Cross-reactivity between A. phagocytophilum and Ehrlichia species frequently occurs with serologic testing. Therefore, the agent demonstrating a higher titer (at least four-fold higher) is the most likely agent causing illness. If there is less than a four-fold difference in titer, the agent will be undetermined.

Smear/Morulae

Early in illness, a blood smear might reveal morulae in the cytoplasm of granulocytes. This evidence can support an anaplasmosis diagnosis, but should not be relied upon solely as it is relatively insensitive. If a laboratory routinely performs only peripheral blood smears, the Division of Public Health recommends that blood smear testing should be accompanied by a PCR or an IFA test for more definitive results.

IHC Detection/Cell Culture

These are less commonly reported positive laboratory results, but are considered confirmatory. It is very rare to see these types of test results.

 Clinically Compatible Illness

In addition to having a positive lab result, a patient must also have clinically compatible illness. In order for an illness to be clinically compatible, the patient must exhibit:

Fever, sweats, or chills AND at least one of the following:

  • Headache
  • Myalgia (body aches)
  • Anemia (low red blood cell count)
  • Leukopenia (low white blood cell count)
  • Thrombocytopenia (low platelet count)
  • Elevated liver enzymes
  • Eschar (dark scab around the site of tick bite)
  • Rash (rare with anaplasmosis)

 Treatment

Treatment for anaplasmosis should not be delayed while awaiting laboratory test results, or be withheld on the basis of an initial negative laboratory result, but should be started based on clinically compatible signs and symptoms and an assessment of the patient's likelihood of tick exposure. Treatment should be started immediately whenever anaplasmosis is suspected.


Anaplasmosis can be treated with antibiotics. Doxycycline is the antibiotic of choice for adults and children of all ages. Most people treated with oral antibiotics during the early stages of anaplasmosis recover completely. Some patients may continue to have a headache, weakness, and malaise for weeks after adequate treatment.
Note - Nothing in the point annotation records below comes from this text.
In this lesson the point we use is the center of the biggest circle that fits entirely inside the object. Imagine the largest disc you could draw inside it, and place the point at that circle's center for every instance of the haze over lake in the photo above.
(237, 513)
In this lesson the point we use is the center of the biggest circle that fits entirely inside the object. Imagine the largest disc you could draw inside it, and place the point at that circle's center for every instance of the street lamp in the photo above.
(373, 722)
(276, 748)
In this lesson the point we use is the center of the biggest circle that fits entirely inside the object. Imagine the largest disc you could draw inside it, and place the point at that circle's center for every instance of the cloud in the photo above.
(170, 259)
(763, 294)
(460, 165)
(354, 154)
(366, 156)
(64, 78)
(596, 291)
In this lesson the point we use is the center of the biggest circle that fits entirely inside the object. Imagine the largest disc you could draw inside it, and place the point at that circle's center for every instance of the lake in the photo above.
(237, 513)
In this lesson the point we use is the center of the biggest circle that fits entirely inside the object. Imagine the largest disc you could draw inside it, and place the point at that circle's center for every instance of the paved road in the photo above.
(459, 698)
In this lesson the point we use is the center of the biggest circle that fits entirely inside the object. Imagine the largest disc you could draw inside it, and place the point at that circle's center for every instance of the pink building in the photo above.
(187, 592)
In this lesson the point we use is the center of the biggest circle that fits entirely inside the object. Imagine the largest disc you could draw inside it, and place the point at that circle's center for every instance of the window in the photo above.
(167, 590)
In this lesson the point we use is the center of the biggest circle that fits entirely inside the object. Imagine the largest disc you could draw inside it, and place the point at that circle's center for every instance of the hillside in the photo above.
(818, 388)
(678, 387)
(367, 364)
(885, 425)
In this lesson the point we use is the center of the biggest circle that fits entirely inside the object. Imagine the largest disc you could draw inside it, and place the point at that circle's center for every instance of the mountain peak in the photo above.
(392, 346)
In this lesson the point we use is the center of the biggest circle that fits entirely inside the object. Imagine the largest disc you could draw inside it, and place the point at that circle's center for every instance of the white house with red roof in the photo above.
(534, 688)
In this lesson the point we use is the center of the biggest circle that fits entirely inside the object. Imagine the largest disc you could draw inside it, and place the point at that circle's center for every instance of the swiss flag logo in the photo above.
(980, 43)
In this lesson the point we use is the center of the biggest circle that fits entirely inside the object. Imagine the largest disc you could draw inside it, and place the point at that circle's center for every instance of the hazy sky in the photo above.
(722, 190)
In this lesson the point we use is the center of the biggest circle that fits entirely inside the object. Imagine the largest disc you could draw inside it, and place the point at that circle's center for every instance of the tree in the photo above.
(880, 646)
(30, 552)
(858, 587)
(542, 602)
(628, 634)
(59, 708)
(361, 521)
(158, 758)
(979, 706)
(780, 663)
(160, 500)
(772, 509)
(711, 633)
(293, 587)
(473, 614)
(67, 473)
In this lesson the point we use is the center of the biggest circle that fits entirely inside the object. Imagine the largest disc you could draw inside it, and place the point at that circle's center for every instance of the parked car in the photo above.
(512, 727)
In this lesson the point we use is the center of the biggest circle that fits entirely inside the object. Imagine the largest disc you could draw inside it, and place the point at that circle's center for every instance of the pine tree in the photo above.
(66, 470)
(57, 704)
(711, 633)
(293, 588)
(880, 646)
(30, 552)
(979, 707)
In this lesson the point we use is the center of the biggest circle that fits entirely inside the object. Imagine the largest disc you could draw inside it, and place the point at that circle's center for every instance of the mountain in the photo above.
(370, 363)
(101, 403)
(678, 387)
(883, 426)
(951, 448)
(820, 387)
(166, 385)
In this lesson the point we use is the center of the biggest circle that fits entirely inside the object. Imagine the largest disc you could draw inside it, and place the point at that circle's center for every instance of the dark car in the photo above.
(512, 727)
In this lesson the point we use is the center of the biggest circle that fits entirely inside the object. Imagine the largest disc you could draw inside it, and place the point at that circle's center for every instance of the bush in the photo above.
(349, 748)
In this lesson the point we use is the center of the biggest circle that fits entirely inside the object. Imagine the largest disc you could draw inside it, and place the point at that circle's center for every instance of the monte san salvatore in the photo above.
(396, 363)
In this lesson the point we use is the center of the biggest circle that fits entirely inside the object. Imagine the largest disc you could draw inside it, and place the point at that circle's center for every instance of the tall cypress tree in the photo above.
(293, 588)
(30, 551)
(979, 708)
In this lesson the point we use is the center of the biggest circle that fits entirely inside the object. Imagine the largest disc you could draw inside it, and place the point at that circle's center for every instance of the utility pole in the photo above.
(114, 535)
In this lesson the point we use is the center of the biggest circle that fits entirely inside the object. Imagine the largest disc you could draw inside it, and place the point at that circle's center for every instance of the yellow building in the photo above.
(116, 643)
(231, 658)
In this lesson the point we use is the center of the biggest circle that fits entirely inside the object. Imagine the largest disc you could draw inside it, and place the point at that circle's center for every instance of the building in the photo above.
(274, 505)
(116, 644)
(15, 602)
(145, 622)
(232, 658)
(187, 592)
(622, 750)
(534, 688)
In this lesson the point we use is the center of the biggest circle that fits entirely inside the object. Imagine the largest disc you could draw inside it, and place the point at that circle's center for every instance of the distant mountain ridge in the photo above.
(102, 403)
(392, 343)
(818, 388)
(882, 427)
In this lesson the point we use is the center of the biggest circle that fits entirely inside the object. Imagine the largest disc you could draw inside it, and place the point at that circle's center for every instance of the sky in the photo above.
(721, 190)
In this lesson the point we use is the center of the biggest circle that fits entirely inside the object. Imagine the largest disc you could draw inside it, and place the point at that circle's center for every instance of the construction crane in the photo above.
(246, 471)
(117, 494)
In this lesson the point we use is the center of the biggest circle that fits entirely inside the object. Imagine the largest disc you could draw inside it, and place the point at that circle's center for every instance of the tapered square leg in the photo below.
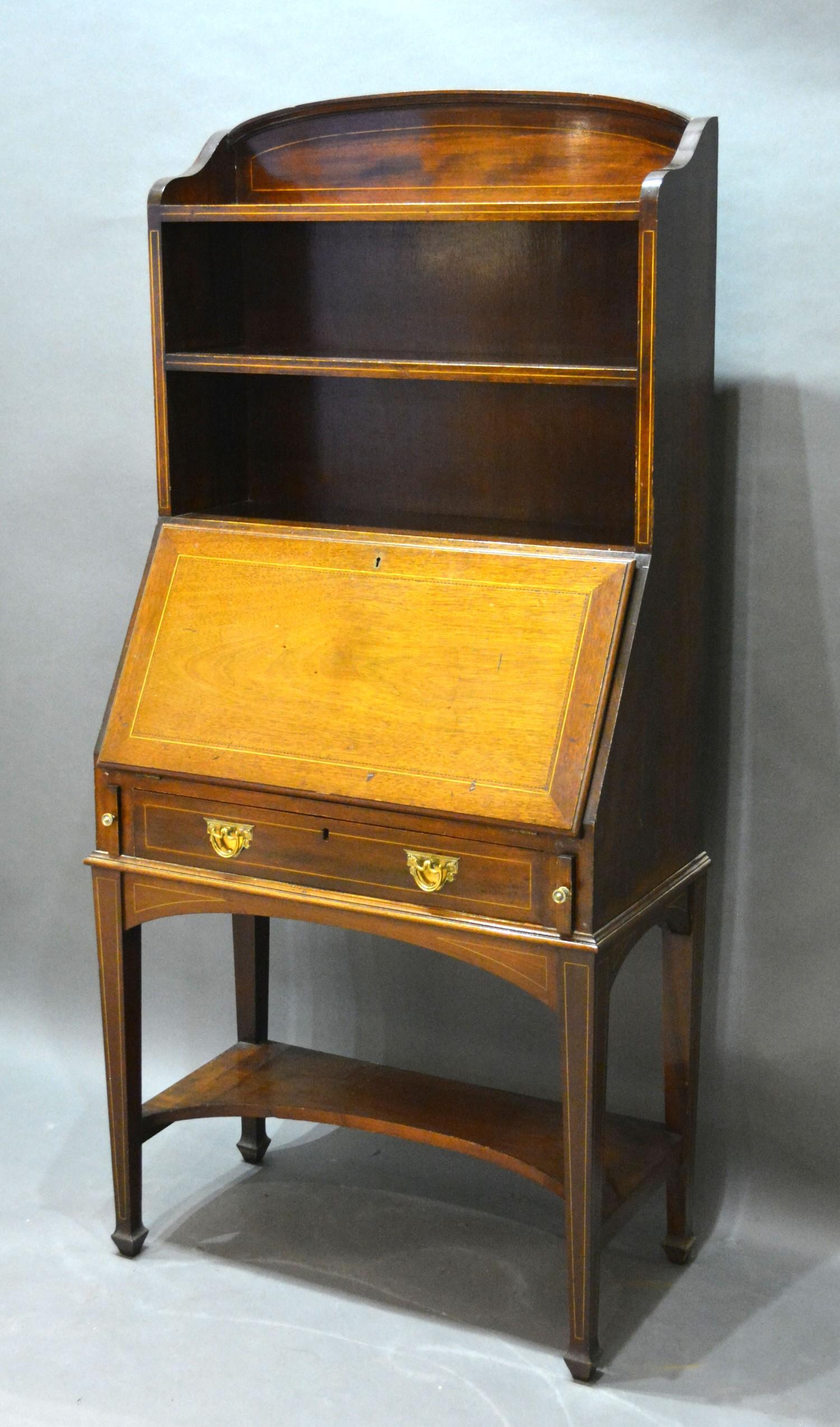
(682, 979)
(119, 959)
(251, 981)
(584, 1002)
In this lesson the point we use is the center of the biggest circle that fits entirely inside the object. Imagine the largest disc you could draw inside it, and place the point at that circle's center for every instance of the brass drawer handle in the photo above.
(228, 838)
(428, 871)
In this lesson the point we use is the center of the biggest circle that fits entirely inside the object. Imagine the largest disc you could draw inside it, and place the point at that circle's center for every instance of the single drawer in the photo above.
(486, 880)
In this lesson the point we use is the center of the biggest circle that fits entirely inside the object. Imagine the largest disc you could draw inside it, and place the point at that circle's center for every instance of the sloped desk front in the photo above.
(380, 668)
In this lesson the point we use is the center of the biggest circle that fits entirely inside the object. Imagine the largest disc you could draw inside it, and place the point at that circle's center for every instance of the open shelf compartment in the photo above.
(518, 1132)
(512, 294)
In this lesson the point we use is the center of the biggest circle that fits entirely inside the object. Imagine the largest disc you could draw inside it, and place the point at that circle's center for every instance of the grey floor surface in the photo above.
(358, 1280)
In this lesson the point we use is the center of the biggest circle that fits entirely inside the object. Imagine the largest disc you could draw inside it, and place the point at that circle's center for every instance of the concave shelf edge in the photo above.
(518, 1132)
(401, 367)
(599, 210)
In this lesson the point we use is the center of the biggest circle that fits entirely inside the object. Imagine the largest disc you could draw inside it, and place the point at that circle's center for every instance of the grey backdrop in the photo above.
(105, 97)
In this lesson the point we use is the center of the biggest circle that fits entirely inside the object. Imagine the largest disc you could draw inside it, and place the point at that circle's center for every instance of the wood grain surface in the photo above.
(395, 670)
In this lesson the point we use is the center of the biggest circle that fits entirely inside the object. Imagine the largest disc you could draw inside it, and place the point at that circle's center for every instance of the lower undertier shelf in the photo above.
(518, 1132)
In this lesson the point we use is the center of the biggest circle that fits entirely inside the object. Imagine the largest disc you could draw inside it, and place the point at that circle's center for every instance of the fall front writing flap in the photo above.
(445, 676)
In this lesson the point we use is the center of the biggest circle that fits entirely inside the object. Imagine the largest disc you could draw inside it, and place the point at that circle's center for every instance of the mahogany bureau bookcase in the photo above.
(420, 643)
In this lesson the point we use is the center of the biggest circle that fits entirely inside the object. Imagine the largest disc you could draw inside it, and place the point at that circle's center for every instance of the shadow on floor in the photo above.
(340, 1211)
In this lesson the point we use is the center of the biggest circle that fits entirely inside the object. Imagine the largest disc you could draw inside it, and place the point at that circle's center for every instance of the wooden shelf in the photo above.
(514, 1131)
(598, 209)
(404, 369)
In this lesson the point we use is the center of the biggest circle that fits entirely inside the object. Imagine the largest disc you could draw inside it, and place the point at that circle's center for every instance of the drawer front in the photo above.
(487, 880)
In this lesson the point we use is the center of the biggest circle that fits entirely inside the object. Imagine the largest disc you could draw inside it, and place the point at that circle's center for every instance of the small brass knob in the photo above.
(228, 838)
(428, 871)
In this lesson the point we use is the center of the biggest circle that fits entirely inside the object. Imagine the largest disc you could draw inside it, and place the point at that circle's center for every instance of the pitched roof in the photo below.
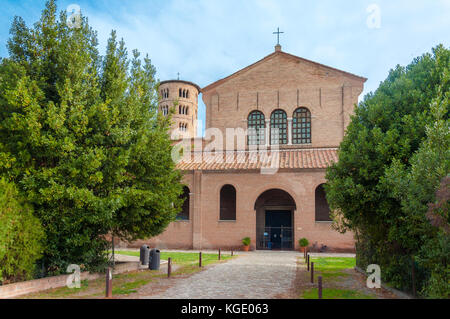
(254, 160)
(270, 56)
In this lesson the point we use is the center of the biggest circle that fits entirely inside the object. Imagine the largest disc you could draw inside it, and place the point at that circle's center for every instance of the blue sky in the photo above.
(206, 40)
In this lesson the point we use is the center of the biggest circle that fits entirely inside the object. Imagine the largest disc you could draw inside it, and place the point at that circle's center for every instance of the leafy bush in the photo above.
(246, 241)
(391, 162)
(303, 242)
(81, 136)
(21, 236)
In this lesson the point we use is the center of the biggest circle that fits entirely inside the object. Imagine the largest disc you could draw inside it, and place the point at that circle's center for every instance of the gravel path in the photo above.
(256, 275)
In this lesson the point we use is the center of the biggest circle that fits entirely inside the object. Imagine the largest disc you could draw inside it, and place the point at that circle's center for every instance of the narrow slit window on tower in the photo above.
(322, 207)
(278, 128)
(184, 214)
(256, 125)
(228, 203)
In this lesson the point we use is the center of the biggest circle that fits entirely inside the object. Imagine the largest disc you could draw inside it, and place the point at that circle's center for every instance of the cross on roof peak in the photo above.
(278, 35)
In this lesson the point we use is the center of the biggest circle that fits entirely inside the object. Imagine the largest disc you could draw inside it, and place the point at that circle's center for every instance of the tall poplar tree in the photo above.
(81, 137)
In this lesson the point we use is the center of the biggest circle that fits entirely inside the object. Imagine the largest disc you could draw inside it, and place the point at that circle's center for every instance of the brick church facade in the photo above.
(296, 111)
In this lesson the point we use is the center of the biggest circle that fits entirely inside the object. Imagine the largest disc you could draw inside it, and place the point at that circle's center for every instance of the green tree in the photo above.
(388, 127)
(416, 186)
(81, 137)
(21, 236)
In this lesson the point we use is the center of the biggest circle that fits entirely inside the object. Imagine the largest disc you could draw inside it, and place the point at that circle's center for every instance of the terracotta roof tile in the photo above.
(252, 160)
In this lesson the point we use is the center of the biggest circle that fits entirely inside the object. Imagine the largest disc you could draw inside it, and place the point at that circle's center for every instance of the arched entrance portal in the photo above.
(275, 220)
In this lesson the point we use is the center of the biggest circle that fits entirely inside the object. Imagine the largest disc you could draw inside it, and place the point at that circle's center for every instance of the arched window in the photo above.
(228, 203)
(322, 208)
(278, 120)
(256, 125)
(184, 214)
(301, 126)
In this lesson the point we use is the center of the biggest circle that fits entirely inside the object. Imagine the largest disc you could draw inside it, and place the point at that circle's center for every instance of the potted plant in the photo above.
(303, 243)
(246, 242)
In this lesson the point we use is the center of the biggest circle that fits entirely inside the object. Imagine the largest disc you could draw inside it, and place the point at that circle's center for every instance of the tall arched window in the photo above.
(301, 126)
(228, 203)
(256, 128)
(322, 208)
(278, 122)
(184, 214)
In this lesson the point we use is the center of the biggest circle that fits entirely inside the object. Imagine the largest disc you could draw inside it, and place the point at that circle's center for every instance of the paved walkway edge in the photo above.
(398, 293)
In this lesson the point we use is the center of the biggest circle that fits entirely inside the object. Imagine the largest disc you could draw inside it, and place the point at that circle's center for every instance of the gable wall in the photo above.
(286, 83)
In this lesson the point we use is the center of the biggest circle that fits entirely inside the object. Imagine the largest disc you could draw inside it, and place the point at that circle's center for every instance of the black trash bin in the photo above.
(154, 260)
(144, 255)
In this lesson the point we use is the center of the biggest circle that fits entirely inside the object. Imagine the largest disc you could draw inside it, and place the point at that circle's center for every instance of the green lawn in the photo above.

The following table shows the current treatment recommendations from CDC for anaplasmosis in adults and children.

Treatment for Anaplasmosis
Age Category Drug Dosage Maximum Duration, Days
Adults Doxycycline 100 mg, twice per day 100 mg/dose 7–14
Children under 45 kg (100 lbs) Doxycycline 2.2 mg/kg body weight, twice per day 100 mg/dose 7–14

Antibiotic treatment following a tick bite is not recommended to prevent anaplasmosis. There is no evidence this practice is effective, and this may only delay onset of disease.